Juridique

L’évolution du concept de « maître d’œuvre » d’un chantier de construction

Robert Delorme Robert Delorme
Robert Delorme, avocat
Chroniqueur juridique

Le concept de maître d’œuvre, tout comme un chantier de construction, progresse selon le développement des décisions des tribunaux. On peut tenter de simplifier l’identification du maître d’œuvre, mais c’est le tribunal qui le fera au moment de traiter un litige.

Le chantier de construction

Au départ, il faut déterminer si les travaux impliquent la création d’un seul ou de plusieurs chantiers de construction.

Le tribunal examinera trois critères : la finalité, le lieu et la durée (quoi, où, quand ?).

Les modifications apportées à la loi n’ont pas modifié ces critères.

Le maître d’œuvre

Ensuite, il s’agit d’identifier le maître d’œuvre.

D’une part, la loi1 fournit la définition suivante :
« Le propriétaire ou la personne qui, sur un chantier de construction, a la responsabilité de l’exécution de l’ensemble des travaux. »

D’autre part, les tribunaux2 réfèrent généralement aux critères suivants :

  • Au départ, on présume que le propriétaire est le maître d’œuvre;
  • On doit pouvoir déterminer le maître d’œuvre dès le début des travaux;
  • On analyse les contrats pour voir s’ils contiennent des indices quant à la maîtrise d’œuvre;
  • On recherche qui (propriétaire ou entrepreneur) assume la prise en charge concrète et réelle de l’exécution de l’ensemble des travaux; et
  • L’approbation, le contrôle ou la surveillance des travaux sont moins importants que la prise en charge de l’exécution des travaux.

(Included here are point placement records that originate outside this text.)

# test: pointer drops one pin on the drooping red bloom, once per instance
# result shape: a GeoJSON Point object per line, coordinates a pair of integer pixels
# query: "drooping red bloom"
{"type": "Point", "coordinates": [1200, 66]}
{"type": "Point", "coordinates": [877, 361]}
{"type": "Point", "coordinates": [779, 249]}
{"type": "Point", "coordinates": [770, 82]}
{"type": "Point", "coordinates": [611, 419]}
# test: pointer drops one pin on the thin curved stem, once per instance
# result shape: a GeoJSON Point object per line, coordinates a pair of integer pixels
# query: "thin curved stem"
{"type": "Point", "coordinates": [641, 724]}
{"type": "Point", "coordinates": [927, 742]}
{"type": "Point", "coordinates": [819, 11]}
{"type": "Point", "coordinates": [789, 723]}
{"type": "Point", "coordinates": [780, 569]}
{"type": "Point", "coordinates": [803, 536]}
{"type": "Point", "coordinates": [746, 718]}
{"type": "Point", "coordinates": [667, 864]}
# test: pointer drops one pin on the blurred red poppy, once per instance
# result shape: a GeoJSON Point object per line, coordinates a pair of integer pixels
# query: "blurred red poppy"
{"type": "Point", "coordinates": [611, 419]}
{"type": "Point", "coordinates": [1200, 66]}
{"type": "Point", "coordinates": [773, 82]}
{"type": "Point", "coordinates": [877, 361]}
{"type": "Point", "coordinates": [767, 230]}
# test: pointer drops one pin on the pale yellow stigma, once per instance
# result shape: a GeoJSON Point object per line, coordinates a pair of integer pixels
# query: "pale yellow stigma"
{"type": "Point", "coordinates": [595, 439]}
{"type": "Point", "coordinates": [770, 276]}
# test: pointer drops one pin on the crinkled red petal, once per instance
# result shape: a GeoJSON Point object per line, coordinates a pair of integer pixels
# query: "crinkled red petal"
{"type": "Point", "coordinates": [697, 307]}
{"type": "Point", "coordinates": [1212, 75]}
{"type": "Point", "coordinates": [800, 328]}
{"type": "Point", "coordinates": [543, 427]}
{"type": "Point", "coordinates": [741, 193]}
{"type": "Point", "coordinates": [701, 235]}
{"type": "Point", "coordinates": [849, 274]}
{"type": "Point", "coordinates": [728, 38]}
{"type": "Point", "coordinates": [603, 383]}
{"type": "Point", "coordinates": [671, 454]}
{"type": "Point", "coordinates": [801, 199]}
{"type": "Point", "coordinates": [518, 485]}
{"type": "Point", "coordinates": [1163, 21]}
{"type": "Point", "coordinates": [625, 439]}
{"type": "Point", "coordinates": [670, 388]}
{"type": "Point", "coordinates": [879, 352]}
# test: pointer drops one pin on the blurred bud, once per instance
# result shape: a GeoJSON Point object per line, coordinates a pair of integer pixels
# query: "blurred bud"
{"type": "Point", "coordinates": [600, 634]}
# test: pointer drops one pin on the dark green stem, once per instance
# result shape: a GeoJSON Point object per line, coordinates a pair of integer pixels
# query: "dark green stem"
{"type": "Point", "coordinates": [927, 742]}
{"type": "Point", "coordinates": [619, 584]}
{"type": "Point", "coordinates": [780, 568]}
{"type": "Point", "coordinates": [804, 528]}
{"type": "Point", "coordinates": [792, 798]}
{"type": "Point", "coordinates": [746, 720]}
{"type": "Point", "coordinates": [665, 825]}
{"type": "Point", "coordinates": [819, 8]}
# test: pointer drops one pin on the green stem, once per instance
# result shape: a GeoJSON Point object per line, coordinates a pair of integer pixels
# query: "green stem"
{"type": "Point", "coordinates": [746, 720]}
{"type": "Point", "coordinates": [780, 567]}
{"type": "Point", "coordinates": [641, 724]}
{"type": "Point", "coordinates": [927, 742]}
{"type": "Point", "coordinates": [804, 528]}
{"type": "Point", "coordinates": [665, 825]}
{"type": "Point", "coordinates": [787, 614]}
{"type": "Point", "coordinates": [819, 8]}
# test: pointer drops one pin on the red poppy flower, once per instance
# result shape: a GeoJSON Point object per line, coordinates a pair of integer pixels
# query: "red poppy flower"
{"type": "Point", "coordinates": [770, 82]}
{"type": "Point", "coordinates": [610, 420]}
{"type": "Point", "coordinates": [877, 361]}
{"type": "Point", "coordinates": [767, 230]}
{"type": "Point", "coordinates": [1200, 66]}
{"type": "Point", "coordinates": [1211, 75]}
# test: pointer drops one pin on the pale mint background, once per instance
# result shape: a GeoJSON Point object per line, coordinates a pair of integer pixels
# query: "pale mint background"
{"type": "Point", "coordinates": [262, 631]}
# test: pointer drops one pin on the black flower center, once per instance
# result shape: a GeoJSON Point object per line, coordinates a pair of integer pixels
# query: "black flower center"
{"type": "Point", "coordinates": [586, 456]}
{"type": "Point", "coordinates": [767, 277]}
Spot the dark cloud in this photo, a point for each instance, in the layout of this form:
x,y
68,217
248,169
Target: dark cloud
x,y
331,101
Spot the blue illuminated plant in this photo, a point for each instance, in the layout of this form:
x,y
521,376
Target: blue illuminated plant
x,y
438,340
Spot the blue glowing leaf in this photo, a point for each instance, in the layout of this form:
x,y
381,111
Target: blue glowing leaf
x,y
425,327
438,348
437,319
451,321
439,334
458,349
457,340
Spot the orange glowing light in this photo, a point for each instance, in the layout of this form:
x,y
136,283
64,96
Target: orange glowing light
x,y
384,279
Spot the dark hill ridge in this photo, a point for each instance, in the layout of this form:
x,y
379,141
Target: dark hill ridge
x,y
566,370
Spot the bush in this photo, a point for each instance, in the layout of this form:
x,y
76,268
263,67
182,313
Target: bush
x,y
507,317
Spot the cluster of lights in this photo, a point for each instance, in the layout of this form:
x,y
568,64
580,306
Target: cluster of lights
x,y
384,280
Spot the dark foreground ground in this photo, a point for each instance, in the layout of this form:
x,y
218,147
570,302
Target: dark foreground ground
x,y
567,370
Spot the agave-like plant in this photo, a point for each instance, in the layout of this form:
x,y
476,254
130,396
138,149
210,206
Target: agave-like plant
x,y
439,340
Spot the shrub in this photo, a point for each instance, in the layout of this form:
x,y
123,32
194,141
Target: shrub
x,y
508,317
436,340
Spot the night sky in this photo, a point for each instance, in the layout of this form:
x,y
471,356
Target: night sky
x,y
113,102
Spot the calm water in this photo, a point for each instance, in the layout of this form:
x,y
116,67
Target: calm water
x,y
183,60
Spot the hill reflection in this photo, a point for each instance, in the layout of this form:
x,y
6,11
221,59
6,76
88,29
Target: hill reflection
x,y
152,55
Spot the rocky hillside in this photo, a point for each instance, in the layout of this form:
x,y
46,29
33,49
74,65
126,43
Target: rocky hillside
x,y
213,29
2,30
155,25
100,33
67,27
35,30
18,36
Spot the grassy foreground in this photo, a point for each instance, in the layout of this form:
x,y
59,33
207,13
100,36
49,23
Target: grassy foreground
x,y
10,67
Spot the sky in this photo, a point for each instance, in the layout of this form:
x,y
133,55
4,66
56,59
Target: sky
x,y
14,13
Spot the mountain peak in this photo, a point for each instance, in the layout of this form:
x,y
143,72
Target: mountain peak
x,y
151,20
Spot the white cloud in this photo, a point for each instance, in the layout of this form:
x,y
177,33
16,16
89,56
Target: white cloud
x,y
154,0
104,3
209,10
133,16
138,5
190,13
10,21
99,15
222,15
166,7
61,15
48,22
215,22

Les tribunaux3 ont précisé certains principes importants :

  • Les responsabilités imposées par la loi (LSST ou autres) n’empêchent pas les parties à un contrat (propriétaire et entrepreneur) de conclure une entente précisant qui assumera les obligations d’un maître d’œuvre;
  • Malgré une telle entente, le tribunal recherchera la personne qui, dans les faits, exerce le contrôle concret de la réalisation des travaux à l’égard du chantier particulier;
  • Par exemple, si la clause d’un contrat que prévoit le propriétaire se réserve la faculté d’exécuter une partie des travaux, le propriétaire ne serait qualifié de maître d’œuvre que si les travaux sont essentiels à la finalité de l’œuvre et s’il est prévisible que la clause sera exercée;
  • Par exemple, le propriétaire ne sera pas désigné maître d’œuvre simplement parce que le contrat prévoit qu’il se réserve un pouvoir général d’approbation, de surveillance ou de contrôle; il faudrait que ce pouvoir englobe la vérification de la conformité aux plans et devis; si c’est l’entrepreneur qui vérifie cette conformité, alors c’est l’entrepreneur qui serait désigné maître d’œuvre;
  • Si le propriétaire délègue à un entrepreneur la responsabilité de l’exécution de l’ensemble des travaux réalisés sur un chantier de construction, l’entrepreneur pourrait être identifié comme étant le maître d’œuvre, sous réserve des dispositions législatives applicables4;
  • Même si le propriétaire délègue à un entrepreneur la responsabilité de l’exécution de l’ensemble des travaux réalisés sur un chantier de construction, le propriétaire doit, en tant qu’employeur, assurer le respect de la réglementation et, en cas d’infraction, il pourra tenter d’être exonéré en démontrant qu’il a manifesté une diligence raisonnable en prenant toutes les mesures visant des éléments sous son contrôle5.

Bref, les clauses d’un contrat peuvent aider un tribunal à déterminer la maîtrise d’œuvre, mais rien n’empêche (pas même un contrat) un tribunal d’analyser la réalité concrète du chantier pour trancher cette question.

1) Article 1 de la Loi sur la santé et de la sécurité du travail.2) Voir les motifs du juge Dalphond au paragraphe 16 de la décision CSST c. Hydro-Québec, 2011 QCCA 1314.3) Consortium MR Canada ltée c. Corporation d’hébergement du Québec 2007 QCCA 1288; Commission de la santé et de la sécurité du travail c. Hydro-Québec 2011 QCCA 1314; Excavation de Chicoutimi inc. c. Municipalité de Longue-Rive 2022 QCCA 1711.4) Article 1373 du Code civil du Québec; l’exécution de cette clause ne doit pas être impossible, prohibée par la loi ou contraire à l’ordre public.5) R. c. Ville de Grand Sudbury, 2023 CSC 28.